Compared with the first two months of the year 2020, China industries reported a surge of profits in March but the economy is still struggling to resume productions since many industries had declined significantly over the months due to the coronavirus outbreak.
The full recovery of the Chinese economy, which had been recently slightly improving due to the reopening of business markets after the virus hit, was hammered due to the second wave of infections and exacerbated the situations into a global recession.
Slight Profits Increase in March
According to data from the National Bureau of Statistics, Chinese industries had earned a total profit of 370.66 billion yuan ($52.43 billion) in March, but a sharp decline of 34.9% from a year earlier. The profit earned in March was a little better than the combined profits of the preceding two months since it was a 38.3% decline in profit in January-February, which showed the deepest drop since at least 2010.
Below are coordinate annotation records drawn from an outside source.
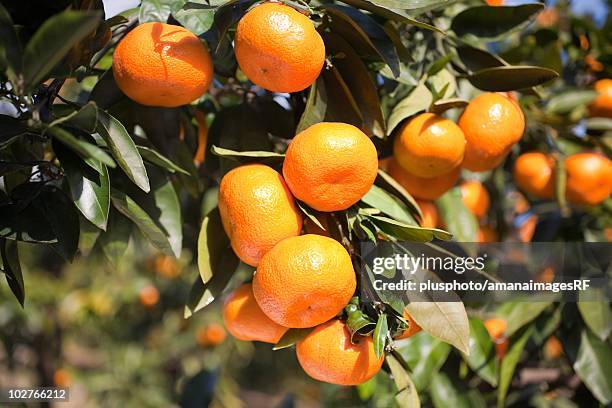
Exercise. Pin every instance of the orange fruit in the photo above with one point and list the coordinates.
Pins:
(159, 64)
(429, 145)
(553, 348)
(533, 173)
(430, 214)
(330, 166)
(424, 188)
(413, 327)
(244, 319)
(492, 123)
(327, 354)
(304, 281)
(149, 296)
(278, 48)
(62, 378)
(211, 335)
(602, 104)
(475, 197)
(589, 178)
(486, 234)
(257, 210)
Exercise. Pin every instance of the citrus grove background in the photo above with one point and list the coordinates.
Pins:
(151, 161)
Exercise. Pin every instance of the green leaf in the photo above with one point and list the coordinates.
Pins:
(124, 149)
(407, 396)
(425, 355)
(291, 337)
(12, 268)
(518, 314)
(388, 204)
(593, 366)
(510, 78)
(482, 358)
(114, 241)
(569, 100)
(364, 34)
(446, 321)
(154, 157)
(316, 106)
(508, 364)
(85, 149)
(459, 221)
(89, 189)
(596, 314)
(417, 101)
(52, 41)
(381, 333)
(241, 156)
(158, 10)
(128, 207)
(486, 21)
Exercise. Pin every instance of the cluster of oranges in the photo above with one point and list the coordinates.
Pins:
(301, 281)
(429, 152)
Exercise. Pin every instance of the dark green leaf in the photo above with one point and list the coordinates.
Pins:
(128, 207)
(291, 337)
(89, 189)
(52, 41)
(486, 21)
(123, 148)
(510, 78)
(593, 366)
(458, 219)
(12, 268)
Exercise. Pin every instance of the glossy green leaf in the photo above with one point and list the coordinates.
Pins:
(52, 41)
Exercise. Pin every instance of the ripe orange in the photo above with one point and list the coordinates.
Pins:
(211, 335)
(327, 354)
(424, 188)
(257, 210)
(429, 145)
(413, 327)
(246, 321)
(553, 348)
(486, 234)
(330, 166)
(148, 296)
(159, 64)
(475, 197)
(589, 178)
(278, 48)
(304, 281)
(497, 330)
(602, 105)
(430, 214)
(533, 173)
(492, 123)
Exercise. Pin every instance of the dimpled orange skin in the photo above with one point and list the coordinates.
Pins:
(429, 145)
(589, 178)
(304, 281)
(245, 320)
(257, 211)
(278, 48)
(327, 354)
(601, 106)
(413, 327)
(159, 64)
(492, 123)
(533, 173)
(475, 197)
(424, 188)
(330, 166)
(430, 214)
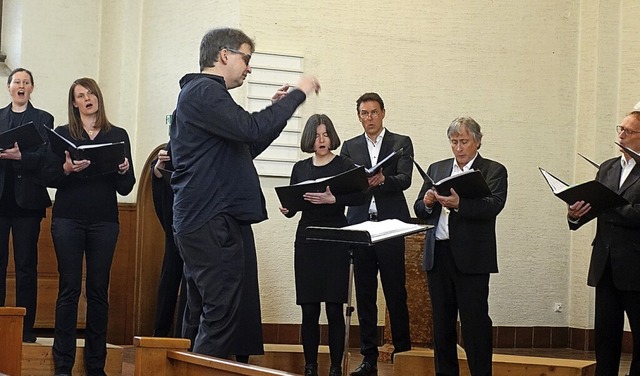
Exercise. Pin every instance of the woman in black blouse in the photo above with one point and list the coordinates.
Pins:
(85, 225)
(23, 198)
(321, 269)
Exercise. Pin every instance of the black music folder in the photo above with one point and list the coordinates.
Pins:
(351, 181)
(26, 135)
(467, 184)
(599, 196)
(365, 233)
(632, 153)
(383, 163)
(105, 158)
(166, 173)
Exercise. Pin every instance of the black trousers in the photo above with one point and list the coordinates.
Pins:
(25, 232)
(388, 258)
(214, 269)
(95, 242)
(451, 292)
(169, 292)
(611, 304)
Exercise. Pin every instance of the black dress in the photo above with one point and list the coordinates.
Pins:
(322, 268)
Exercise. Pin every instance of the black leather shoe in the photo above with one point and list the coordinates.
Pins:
(366, 369)
(335, 371)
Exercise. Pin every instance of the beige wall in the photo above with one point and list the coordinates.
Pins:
(545, 79)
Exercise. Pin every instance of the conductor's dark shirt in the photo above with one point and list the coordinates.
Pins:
(213, 144)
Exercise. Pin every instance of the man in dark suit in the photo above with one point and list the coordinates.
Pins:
(461, 253)
(385, 201)
(615, 260)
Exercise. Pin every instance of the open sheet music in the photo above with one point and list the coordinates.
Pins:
(105, 158)
(467, 184)
(291, 196)
(366, 232)
(383, 163)
(593, 192)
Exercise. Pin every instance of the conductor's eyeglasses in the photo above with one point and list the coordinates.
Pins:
(627, 132)
(245, 57)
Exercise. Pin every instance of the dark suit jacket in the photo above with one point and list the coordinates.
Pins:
(618, 230)
(390, 199)
(472, 229)
(29, 187)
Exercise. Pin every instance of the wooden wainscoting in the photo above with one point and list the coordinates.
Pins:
(122, 280)
(149, 255)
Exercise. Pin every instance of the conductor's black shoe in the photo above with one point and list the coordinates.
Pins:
(366, 369)
(335, 371)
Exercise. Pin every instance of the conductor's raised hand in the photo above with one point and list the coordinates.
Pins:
(280, 93)
(325, 197)
(309, 84)
(450, 202)
(74, 166)
(11, 153)
(578, 209)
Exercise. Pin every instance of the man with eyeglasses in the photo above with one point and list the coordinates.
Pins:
(461, 254)
(385, 201)
(218, 195)
(615, 259)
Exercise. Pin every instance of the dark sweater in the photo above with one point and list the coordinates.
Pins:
(92, 198)
(213, 144)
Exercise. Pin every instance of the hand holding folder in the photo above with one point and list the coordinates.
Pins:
(599, 196)
(105, 158)
(383, 163)
(467, 184)
(292, 196)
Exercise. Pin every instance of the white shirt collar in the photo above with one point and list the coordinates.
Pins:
(378, 139)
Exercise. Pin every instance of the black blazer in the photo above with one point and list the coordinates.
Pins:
(472, 229)
(618, 230)
(29, 187)
(390, 199)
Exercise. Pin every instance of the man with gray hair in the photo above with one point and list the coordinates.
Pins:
(461, 253)
(218, 196)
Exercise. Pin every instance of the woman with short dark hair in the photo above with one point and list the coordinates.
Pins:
(321, 269)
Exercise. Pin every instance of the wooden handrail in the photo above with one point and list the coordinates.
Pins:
(168, 357)
(11, 319)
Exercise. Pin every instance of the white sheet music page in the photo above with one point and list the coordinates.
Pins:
(386, 229)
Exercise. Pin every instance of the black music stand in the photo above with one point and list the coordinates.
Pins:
(363, 234)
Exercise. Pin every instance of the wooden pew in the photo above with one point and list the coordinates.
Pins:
(420, 362)
(169, 357)
(11, 340)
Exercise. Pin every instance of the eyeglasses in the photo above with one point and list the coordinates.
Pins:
(245, 57)
(365, 114)
(627, 132)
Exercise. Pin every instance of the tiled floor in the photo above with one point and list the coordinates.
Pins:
(385, 369)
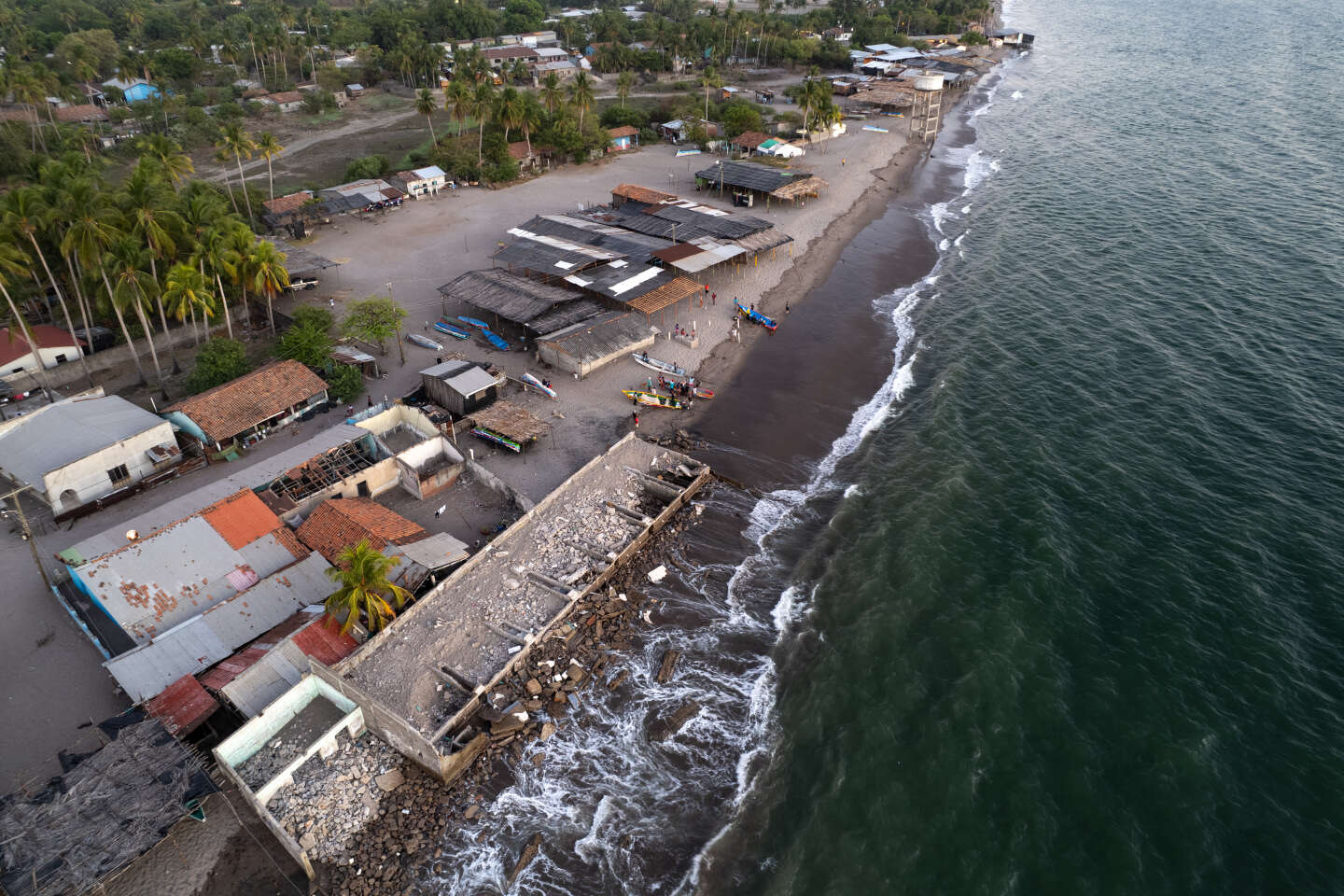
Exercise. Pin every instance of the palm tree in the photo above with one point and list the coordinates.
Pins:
(15, 263)
(94, 226)
(238, 260)
(222, 159)
(269, 148)
(552, 93)
(581, 94)
(483, 101)
(710, 81)
(168, 153)
(144, 201)
(238, 143)
(511, 106)
(425, 105)
(531, 119)
(185, 292)
(457, 100)
(23, 217)
(131, 287)
(363, 587)
(623, 82)
(269, 275)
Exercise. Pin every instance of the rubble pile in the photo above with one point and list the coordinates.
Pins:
(394, 844)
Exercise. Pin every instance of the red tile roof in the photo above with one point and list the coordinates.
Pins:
(280, 204)
(182, 706)
(241, 519)
(254, 398)
(335, 525)
(643, 193)
(14, 345)
(85, 112)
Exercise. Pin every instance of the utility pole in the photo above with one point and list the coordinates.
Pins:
(27, 532)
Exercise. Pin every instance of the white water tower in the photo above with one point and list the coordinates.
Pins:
(928, 107)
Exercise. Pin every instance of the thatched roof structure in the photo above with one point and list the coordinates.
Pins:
(510, 296)
(510, 421)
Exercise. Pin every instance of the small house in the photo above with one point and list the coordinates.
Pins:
(460, 385)
(421, 182)
(54, 347)
(76, 452)
(623, 137)
(247, 407)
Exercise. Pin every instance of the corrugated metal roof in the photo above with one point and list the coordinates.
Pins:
(67, 431)
(214, 635)
(182, 706)
(256, 476)
(437, 551)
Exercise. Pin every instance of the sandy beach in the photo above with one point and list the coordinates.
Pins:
(436, 239)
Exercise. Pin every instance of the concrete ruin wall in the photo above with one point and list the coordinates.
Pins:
(384, 721)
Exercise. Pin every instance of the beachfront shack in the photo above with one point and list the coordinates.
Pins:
(749, 183)
(460, 385)
(581, 348)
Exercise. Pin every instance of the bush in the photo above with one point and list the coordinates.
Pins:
(501, 172)
(305, 343)
(344, 383)
(367, 167)
(218, 361)
(311, 315)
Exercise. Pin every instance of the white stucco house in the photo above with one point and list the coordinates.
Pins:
(74, 452)
(55, 347)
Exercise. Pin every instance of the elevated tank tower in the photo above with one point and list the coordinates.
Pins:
(928, 107)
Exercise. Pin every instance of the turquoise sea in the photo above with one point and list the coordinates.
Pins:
(1038, 587)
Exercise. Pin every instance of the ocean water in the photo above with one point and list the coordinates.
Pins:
(1038, 584)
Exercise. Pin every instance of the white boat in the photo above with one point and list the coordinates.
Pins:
(538, 385)
(655, 364)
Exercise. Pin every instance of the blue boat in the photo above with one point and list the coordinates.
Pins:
(452, 329)
(754, 315)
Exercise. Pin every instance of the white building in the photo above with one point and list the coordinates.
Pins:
(54, 345)
(421, 182)
(82, 449)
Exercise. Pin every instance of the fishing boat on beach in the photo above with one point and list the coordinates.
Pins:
(424, 342)
(674, 387)
(653, 399)
(655, 364)
(503, 441)
(451, 329)
(754, 315)
(538, 385)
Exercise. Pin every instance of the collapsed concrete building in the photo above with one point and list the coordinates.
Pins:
(421, 687)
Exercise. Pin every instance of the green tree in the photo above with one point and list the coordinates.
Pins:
(218, 361)
(363, 589)
(269, 275)
(425, 105)
(623, 82)
(238, 143)
(374, 320)
(186, 292)
(305, 343)
(581, 94)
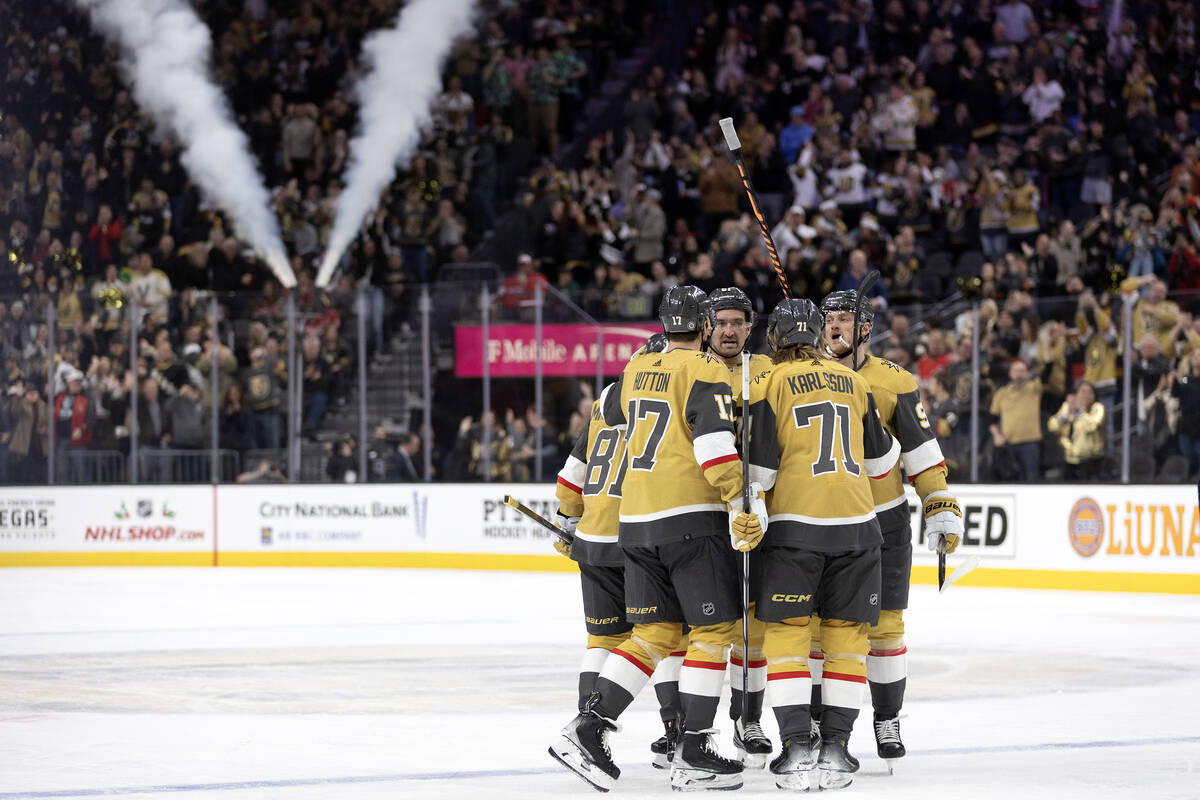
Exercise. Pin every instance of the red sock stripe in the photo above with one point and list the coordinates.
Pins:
(719, 459)
(633, 660)
(898, 651)
(841, 675)
(754, 663)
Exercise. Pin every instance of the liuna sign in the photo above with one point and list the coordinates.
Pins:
(567, 349)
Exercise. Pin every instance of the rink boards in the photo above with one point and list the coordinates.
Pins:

Chinese industrial firms witnessed a profit slump to 36.7% on an annual basis to 781.45 billion yuan for the quarter ended March. The data indicated that some key sectors such as electronics and drink manufacturers had some recoveries in profits from the first two months.
Compared with the performance of January-February, the data showed that eight out of 41 sectors had reported a surge of profit in March. It meant that sectors including advanced manufacturing, private, small-scale, and foreign-invested companies showed better performance in March.
Amid the uncertainty over the virus pandemic in the coming days, Zhang Weihua, an official at the bureau, warned not to be too optimistic about the profits situation of the companies since market demand has not recovered completely, and production costs also remained relatively high.
China’s Economy Policies and Relief Measures
Factory gate prices, a key barometer for industrial demand, posted that Chinese industries had the deepest deflation in five months in March and the deep decline of profits for industrial firms in the first three months of the year had led to China’s economy shrank for the first time since at least 1992.
Iris Pang, chief economist at Greater China for ING, said, “China has faced a continued fall in demand for goods from foreign economies due to COVID-19’s impact on those economies’ job markets and wages growth.” Pang added, “Industrial profits will have to rely more on domestic demand. But conditions are not much better in China.”
The Chinese government introduced economic relief measures such as tax and credit relief for virus-hit firms since February, including cuts in borrowing costs even though top policy advisers have been urging for stronger fiscal stimulus. Analysts claimed that Beijing’s policies were less aggressive than the quantitative easing of other major central banks and the government had to adjust the need for stimulus against high household and corporate debt.
Chinese President, Xi Jinping had called for more investments in traditional industries such as transportation and energy as well as new infrastructure areas including 5G and artificial intelligence to boost the economy.